U.S. stocks fell sharply at the open on Friday, as traders returned from the Thanksgiving holiday to be met by global nervousness over debt woes for Dubai World. The Dow Jones Industrial Average dropped 201 points, or 1.9%, to 10,261, weighed down by more than 3% drops in shares of Alcoa, Caterpillar, and General Electric. The S&P 500 index fell 26 points, or 2.3%, to 1,084, while the Nasdaq Composite slumped 50 points, or 3%, to 2,125. The good news is very few U.S. firms have direct exposure to Dubai. Citigroup has modest exposure to the United Arab Emirates region. Citigroup and the rest of the U.S. banks are only modestly lower. The bigger exposure is for European investment banks like Barclays and Duetsche Bank. Both are lower by 6%. Another foreign bank HSBC is lower by 6% as well. The bigger impact in the U.S. is foreign investors flocking to the U.S. dollar for safety.

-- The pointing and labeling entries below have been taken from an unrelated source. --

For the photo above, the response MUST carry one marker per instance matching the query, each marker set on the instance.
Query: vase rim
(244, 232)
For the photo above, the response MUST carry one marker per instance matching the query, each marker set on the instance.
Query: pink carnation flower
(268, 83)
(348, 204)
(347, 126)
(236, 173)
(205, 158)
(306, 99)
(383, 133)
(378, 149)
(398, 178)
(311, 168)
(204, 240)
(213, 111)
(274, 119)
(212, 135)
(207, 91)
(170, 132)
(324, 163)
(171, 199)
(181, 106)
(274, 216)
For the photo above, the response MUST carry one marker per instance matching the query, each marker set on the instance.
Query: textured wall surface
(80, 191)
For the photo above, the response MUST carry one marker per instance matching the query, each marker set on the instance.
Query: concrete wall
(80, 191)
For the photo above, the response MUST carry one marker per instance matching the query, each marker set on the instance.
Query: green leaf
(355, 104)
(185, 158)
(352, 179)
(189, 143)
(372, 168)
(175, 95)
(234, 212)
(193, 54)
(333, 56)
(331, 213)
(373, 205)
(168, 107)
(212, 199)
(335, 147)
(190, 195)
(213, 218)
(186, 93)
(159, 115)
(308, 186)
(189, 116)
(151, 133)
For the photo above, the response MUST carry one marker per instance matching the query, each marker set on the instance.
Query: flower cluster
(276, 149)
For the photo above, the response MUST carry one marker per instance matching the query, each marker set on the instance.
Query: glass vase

The markets have moved inversely with the dollar for some time. The bump in the dollar is also hitting the commodities. The price of oil is lower by 5%. Gold is down 2.5%. After the first half an hour the averages bounced a little off the lows, but virtually everything is lower. Through the morning more of the same. Volume is light as many investors are taking off this abbreviated trading day. In the last hour, noon to 1pm, the averages tried to rebound, then sold off. The Dow Jones Industrial Average finished down 154 points, or 1.5%, at 10,309. The S&P 500 index fell 19 points to 1091. The Nasdaq Composite ended down 37 points, or 1.7%, at 2,138. For the week, the Dow fell 0.1%, the S&P 500 fell 0.01% and the Nasdaq dropped 0.4%.